Afgelopen juni berichtten we u al over de jaarlijkse huurverhoging met betrekking tot sociale huurwoningen. Echter, per 1 juli zijn er ook andere regels ten aanzien van het huurrecht gewijzigd. De Wet doorstroming huurmarkt 2015 is namelijk in werking getreden. De wet beoogt een betere doorstroming van huurwoningen in zowel de sociale als vrije huursector.

Door de nieuwe wet worden met name de mogelijkheden voor tijdelijke huurcontracten uitgebreid. Een deel van de woningen kan zo gemakkelijk worden gereserveerd voor doelgroepen die moeilijk aan passende huisvesting komen. Om dit te realiseren zijn er enkele wijzigingen opgetreden in het Burgerlijk Wetboek.

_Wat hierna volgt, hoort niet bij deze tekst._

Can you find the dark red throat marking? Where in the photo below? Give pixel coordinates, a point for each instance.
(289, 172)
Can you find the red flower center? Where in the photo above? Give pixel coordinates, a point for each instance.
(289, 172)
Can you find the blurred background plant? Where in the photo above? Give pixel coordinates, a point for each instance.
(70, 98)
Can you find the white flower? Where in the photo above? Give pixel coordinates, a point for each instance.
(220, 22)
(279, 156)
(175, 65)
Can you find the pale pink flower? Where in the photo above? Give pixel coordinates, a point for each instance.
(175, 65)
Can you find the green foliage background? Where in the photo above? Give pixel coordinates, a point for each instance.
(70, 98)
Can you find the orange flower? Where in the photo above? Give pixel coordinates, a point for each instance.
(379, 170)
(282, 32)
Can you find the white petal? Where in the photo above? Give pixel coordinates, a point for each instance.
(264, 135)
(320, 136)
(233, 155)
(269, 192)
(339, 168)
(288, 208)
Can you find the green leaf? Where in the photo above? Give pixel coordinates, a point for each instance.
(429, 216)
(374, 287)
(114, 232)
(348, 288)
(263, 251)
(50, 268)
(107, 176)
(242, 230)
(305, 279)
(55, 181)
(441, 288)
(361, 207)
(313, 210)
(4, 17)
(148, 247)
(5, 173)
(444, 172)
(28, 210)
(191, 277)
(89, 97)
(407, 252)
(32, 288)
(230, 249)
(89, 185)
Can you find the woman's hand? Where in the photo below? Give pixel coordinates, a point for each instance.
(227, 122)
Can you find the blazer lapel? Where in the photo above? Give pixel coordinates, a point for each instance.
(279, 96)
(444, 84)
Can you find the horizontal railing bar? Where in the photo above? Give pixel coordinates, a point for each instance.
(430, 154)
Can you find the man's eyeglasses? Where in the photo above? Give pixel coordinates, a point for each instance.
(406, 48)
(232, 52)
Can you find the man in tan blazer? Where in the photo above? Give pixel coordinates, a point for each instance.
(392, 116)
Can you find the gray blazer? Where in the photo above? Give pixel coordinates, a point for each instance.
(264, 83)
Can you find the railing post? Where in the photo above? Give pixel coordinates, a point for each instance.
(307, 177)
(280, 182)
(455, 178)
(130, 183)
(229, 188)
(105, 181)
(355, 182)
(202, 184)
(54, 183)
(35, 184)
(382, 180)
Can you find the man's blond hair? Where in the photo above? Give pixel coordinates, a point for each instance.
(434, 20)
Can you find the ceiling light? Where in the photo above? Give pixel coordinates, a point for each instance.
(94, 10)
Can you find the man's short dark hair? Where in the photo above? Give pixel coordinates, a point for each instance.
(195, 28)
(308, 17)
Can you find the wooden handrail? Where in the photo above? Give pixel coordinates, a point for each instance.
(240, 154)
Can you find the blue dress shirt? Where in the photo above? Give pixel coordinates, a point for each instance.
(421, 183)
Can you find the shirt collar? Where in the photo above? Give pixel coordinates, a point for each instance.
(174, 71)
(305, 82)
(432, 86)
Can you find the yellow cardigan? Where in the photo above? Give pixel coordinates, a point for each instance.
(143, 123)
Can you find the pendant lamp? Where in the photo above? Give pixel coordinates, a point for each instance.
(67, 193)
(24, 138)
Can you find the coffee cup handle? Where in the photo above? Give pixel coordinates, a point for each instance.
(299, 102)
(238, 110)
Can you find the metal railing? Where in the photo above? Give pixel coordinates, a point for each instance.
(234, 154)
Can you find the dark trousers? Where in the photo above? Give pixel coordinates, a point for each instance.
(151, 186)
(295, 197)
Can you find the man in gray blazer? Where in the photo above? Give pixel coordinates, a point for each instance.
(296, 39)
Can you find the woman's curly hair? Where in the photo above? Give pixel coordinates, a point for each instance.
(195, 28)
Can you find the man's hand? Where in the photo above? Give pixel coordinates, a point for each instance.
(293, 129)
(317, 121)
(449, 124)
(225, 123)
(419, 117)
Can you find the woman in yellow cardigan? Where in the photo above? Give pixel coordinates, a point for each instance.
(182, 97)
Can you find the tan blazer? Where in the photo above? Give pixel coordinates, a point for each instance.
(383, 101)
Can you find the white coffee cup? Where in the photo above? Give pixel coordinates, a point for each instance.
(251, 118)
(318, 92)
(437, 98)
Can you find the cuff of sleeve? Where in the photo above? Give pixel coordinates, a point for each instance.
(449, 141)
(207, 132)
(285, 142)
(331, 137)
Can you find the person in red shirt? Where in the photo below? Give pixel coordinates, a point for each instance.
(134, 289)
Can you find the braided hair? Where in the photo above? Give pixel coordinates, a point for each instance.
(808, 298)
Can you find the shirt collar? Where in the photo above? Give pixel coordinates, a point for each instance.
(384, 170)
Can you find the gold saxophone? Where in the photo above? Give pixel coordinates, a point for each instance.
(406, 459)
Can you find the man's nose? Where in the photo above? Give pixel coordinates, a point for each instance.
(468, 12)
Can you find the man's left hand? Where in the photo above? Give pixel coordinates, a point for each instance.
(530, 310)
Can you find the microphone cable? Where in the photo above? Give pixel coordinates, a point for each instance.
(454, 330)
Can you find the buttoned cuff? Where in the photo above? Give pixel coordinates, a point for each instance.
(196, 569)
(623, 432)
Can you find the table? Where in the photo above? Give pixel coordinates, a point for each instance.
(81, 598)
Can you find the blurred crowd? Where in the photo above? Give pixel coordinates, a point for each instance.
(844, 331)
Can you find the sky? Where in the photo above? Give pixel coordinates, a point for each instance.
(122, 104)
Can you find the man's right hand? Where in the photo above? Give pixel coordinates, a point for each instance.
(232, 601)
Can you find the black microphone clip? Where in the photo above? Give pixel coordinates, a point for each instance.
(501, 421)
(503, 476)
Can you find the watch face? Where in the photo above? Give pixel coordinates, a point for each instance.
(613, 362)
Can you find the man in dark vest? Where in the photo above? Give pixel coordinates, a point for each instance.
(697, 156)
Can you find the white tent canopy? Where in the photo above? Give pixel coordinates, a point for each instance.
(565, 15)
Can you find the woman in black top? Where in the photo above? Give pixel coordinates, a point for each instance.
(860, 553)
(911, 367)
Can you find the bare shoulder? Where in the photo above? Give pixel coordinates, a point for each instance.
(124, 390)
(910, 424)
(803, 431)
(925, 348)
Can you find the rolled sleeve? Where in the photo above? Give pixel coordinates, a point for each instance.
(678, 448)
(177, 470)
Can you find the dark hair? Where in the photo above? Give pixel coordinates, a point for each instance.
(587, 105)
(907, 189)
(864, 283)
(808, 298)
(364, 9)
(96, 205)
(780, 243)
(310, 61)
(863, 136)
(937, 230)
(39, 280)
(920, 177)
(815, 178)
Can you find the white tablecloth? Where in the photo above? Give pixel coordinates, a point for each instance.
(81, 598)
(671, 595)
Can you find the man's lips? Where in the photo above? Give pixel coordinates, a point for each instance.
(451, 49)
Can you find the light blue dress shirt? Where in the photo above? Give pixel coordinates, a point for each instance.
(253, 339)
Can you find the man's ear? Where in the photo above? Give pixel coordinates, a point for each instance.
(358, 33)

Ten eerste maakt de nieuwe wet het mogelijk om korte huurovereenkomsten te sluiten. In de wet bestaat deze mogelijkheid al voor bedrijfsruimten, maar nu wordt het dus ook mogelijk gemaakt voor woningen. Wanneer er op of na 1 juli 2016 een huurovereenkomst voor een periode van twee jaar of korter is gesloten, eindigt deze automatisch wanneer de overeengekomen tijd is verstreken. Dit geldt echter enkel voor zelfstandige woonruimten. Bij een onzelfstandige woonruimte, denk hierbij aan een studentenkamer, gaat het om een periode van vijf jaar of korter.

Ten tweede heeft de verhuurder bij deze tijdelijke huurovereenkomsten een informatieplicht. De verhuurder zal uiterlijk één maand voorafgaand aan het verstrijken van de huurtermijn, de huurder schriftelijk moeten informeren dat de huur zal eindigen. Wanneer de verhuurder dit nalaat, ontstaat er een contract voor onbepaalde tijd.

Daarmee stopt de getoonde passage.